UNASSIGNED: The management of Ewing\'s sarcoma is constantly evolving. Its distal fibular location in a growing limb makes it even more difficult. It must be personalized, multidisciplinary, and carried out in specialized centers.
UNASSIGNED: We report the case of a 7-year-old child who presented with pain on the lateral aspect of the left ankle without local inflammatory signs. Radiological findings revealed a metaphyseal-diaphyseal osteolytic tissue process of the left fibula, and histology concluded that it was Ewing\'s sarcoma. We proceeded with neoadjuvant polychemotherapy followed by segmental resection of the distal fibula with an anteroexternal tibial rod, plus tibiotalar, and talocalcaneal arthrodesis without recourse to radiotherapy.
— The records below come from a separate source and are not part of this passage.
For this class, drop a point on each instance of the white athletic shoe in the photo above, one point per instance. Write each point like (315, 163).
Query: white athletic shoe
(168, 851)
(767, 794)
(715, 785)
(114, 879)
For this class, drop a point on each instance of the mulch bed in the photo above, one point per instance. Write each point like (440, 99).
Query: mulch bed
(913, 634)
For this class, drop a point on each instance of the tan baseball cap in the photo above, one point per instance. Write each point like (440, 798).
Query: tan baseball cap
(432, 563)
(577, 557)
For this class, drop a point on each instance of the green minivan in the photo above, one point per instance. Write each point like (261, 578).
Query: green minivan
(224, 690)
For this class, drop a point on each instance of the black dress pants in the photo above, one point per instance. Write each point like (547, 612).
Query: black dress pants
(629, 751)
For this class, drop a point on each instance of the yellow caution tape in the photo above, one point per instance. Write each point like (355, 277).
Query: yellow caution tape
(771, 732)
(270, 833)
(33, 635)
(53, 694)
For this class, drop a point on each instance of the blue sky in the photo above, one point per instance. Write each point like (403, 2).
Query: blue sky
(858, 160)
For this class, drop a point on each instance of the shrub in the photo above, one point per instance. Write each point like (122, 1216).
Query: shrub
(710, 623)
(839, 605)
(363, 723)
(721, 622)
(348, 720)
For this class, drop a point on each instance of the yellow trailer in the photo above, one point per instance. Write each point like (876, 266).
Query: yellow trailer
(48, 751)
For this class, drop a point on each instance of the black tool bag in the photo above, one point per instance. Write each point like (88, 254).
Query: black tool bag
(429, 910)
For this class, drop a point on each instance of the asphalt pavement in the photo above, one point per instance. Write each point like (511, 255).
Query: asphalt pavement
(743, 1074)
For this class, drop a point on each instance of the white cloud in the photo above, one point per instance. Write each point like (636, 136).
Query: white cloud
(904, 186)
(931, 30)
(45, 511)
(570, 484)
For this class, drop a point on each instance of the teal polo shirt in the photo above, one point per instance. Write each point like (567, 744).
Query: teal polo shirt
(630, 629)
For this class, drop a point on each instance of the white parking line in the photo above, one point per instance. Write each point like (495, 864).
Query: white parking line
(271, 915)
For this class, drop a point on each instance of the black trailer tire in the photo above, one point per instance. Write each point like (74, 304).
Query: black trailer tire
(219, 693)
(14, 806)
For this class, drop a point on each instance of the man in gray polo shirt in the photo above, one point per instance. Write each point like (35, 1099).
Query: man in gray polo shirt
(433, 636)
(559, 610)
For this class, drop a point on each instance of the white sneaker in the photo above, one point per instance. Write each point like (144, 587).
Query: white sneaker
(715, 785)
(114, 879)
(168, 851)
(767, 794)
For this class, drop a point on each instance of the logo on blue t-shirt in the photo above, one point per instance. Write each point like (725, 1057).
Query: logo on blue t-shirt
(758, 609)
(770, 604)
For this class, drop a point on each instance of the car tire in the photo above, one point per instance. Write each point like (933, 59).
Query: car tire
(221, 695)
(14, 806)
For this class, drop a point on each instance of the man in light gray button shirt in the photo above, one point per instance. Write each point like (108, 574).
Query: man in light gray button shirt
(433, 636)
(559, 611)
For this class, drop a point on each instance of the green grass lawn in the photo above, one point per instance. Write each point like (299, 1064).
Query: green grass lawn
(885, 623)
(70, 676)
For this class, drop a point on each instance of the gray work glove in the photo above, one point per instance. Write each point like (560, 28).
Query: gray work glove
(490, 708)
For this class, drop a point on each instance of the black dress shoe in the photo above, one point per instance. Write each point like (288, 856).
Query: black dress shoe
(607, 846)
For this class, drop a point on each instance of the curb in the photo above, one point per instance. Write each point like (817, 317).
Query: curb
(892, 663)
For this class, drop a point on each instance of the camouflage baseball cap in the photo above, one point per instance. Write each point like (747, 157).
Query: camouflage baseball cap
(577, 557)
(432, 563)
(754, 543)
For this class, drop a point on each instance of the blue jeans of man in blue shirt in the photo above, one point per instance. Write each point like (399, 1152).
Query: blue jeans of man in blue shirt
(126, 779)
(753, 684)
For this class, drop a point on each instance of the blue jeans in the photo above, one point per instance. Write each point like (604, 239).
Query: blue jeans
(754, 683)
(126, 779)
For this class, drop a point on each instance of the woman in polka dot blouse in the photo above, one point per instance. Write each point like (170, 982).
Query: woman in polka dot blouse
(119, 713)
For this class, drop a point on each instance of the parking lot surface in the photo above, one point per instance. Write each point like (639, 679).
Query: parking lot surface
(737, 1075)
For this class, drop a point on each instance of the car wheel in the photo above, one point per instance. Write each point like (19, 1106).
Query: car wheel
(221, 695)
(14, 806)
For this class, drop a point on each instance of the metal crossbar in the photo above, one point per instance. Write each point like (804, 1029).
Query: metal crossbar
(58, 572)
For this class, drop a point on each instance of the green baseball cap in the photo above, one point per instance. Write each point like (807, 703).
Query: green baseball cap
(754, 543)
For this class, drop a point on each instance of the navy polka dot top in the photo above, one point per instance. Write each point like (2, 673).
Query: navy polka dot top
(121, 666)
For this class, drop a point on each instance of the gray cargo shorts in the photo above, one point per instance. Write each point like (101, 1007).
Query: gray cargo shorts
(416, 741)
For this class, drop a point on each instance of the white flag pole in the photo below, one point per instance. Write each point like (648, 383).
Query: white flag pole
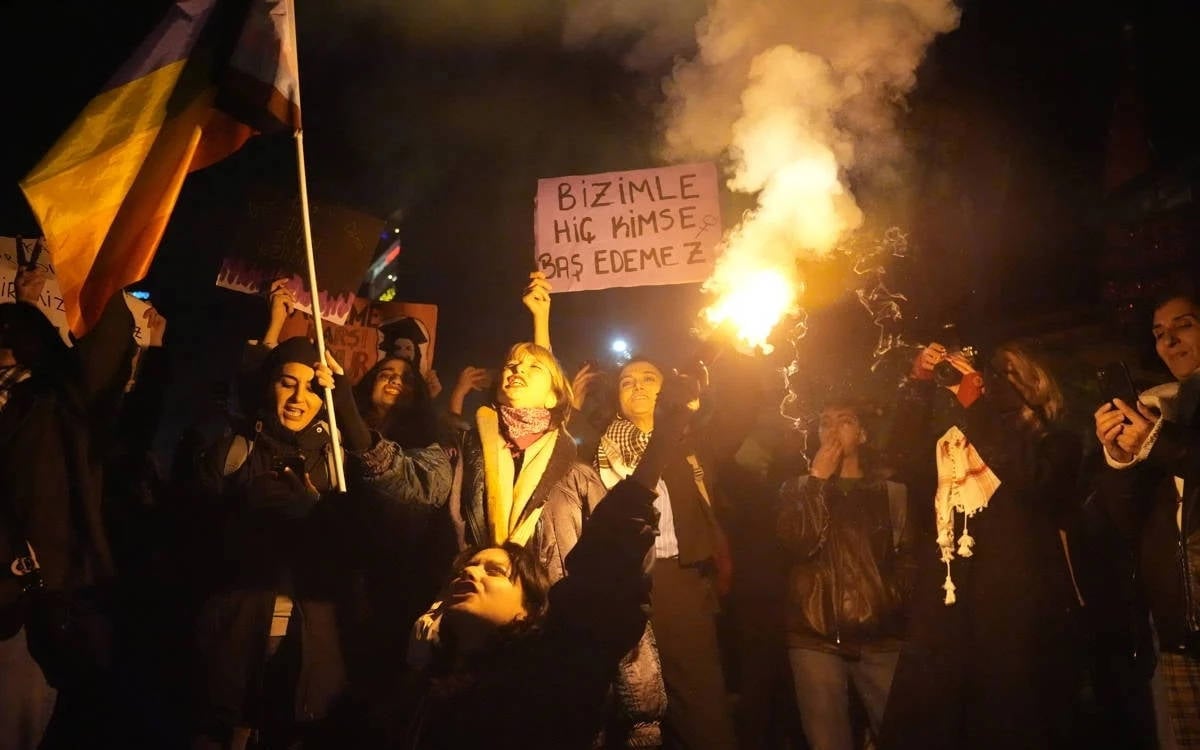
(339, 465)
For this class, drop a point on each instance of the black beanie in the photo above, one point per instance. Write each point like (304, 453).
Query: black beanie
(295, 349)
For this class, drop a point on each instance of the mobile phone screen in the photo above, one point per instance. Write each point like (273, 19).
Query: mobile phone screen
(1116, 383)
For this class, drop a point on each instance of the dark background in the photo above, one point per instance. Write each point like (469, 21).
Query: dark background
(1019, 171)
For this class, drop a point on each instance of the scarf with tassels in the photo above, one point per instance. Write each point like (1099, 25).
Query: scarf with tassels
(965, 485)
(523, 426)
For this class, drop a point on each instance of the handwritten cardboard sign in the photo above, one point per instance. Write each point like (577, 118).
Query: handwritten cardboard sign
(143, 334)
(250, 277)
(642, 227)
(51, 300)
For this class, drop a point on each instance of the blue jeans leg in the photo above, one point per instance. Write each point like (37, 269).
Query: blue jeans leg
(822, 694)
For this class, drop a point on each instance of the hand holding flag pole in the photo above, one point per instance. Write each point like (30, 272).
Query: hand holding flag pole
(335, 437)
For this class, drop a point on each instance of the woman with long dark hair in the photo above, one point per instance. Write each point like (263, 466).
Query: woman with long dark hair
(989, 661)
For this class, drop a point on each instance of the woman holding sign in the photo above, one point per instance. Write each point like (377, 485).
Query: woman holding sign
(516, 480)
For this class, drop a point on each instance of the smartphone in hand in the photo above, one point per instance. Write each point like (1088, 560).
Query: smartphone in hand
(1116, 383)
(281, 463)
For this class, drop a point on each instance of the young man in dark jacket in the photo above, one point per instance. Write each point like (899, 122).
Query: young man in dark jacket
(852, 570)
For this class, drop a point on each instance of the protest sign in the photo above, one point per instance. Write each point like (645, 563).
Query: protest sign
(635, 228)
(51, 300)
(250, 277)
(143, 334)
(409, 330)
(372, 331)
(265, 243)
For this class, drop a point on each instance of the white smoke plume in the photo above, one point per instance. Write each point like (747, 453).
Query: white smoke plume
(792, 97)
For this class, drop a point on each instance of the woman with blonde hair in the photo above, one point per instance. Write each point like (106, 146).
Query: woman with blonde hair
(990, 660)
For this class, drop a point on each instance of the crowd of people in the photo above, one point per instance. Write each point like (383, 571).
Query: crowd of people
(588, 561)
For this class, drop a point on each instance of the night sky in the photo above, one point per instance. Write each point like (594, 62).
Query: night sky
(448, 123)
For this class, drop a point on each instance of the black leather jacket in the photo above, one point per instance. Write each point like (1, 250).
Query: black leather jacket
(852, 549)
(1143, 502)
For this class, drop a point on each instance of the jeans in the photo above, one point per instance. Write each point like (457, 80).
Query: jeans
(822, 693)
(28, 700)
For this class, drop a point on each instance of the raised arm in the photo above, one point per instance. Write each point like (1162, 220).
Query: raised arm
(537, 299)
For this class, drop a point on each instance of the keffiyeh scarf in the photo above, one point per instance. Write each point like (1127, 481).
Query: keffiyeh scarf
(965, 485)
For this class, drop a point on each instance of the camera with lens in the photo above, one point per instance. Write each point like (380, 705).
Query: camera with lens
(946, 373)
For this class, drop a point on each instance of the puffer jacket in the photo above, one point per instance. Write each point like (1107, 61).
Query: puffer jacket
(852, 562)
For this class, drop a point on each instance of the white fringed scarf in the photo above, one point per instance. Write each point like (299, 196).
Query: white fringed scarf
(965, 485)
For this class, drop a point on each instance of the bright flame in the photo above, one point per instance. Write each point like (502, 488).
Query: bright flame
(750, 301)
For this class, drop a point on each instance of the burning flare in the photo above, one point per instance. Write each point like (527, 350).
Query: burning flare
(751, 301)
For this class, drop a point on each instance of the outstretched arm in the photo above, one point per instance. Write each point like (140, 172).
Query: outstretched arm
(537, 300)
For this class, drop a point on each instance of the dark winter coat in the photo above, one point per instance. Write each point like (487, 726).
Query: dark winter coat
(852, 569)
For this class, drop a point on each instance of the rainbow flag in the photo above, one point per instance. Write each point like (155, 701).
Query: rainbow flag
(211, 75)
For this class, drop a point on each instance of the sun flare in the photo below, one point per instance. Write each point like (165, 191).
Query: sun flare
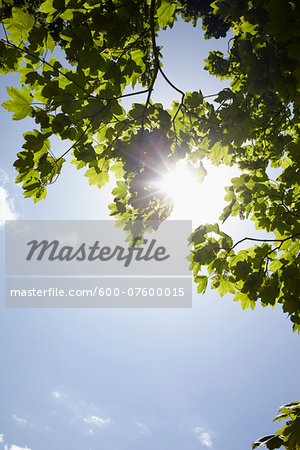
(198, 201)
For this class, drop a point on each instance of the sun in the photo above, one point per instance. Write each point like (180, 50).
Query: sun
(197, 191)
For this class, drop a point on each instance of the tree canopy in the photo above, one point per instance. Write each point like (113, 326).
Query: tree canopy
(78, 59)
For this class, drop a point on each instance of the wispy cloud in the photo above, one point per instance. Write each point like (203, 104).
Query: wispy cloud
(58, 395)
(205, 437)
(19, 420)
(15, 447)
(7, 209)
(97, 421)
(143, 428)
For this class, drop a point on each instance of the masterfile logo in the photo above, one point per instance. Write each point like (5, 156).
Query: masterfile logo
(96, 264)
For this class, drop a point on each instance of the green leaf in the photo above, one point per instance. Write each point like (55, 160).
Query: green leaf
(20, 103)
(19, 25)
(96, 176)
(165, 13)
(118, 169)
(202, 283)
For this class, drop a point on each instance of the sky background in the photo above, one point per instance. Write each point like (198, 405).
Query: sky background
(210, 377)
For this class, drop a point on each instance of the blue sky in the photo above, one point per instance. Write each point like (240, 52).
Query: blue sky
(210, 377)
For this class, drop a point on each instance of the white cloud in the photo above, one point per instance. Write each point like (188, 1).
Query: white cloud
(7, 210)
(205, 437)
(97, 421)
(16, 447)
(143, 428)
(19, 420)
(58, 395)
UNASSIGNED: The management of Ewing\'s sarcoma is constantly evolving. Its distal fibular location in a growing limb makes it even more difficult. It must be personalized, multidisciplinary, and carried out in specialized centers.
摘要:
■尤因肉瘤是儿童和青少年第二常见的原发性恶性骨肿瘤,骨肉瘤后。这是一种罕见的肿瘤,轴向骨架是发展的首选部位,接着是长骨。诊断通过影像学诱发并通过组织学证实。治疗基于强化化疗和可手术形式的局部手术治疗,在某些情况下,放射治疗。文献中只有少数零星病例描述腓骨远端定位。
■我们报告了一个7岁儿童的病例,该儿童在左脚踝的外侧出现疼痛,没有局部炎症迹象。放射学发现显示左腓骨的干phy端-干phy端溶骨组织过程,组织学得出结论是尤因肉瘤.我们进行了新辅助综合化疗,然后用胫骨前外棒节段性切除腓骨远端,再加上胫骨,和无放射治疗的距骨关节固定术。
■尤因肉瘤的管理在不断发展。它的腓骨远端在生长的肢体中的位置使其变得更加困难。它必须是个性化的,多学科,并在专业中心进行。
■我们报告了一个7岁儿童的病例,该儿童在左脚踝的外侧出现疼痛,没有局部炎症迹象。放射学发现显示左腓骨的干phy端-干phy端溶骨组织过程,组织学得出结论是尤因肉瘤.我们进行了新辅助综合化疗,然后用胫骨前外棒节段性切除腓骨远端,再加上胫骨,和无放射治疗的距骨关节固定术。
■尤因肉瘤的管理在不断发展。它的腓骨远端在生长的肢体中的位置使其变得更加困难。它必须是个性化的,多学科,并在专业中心进行。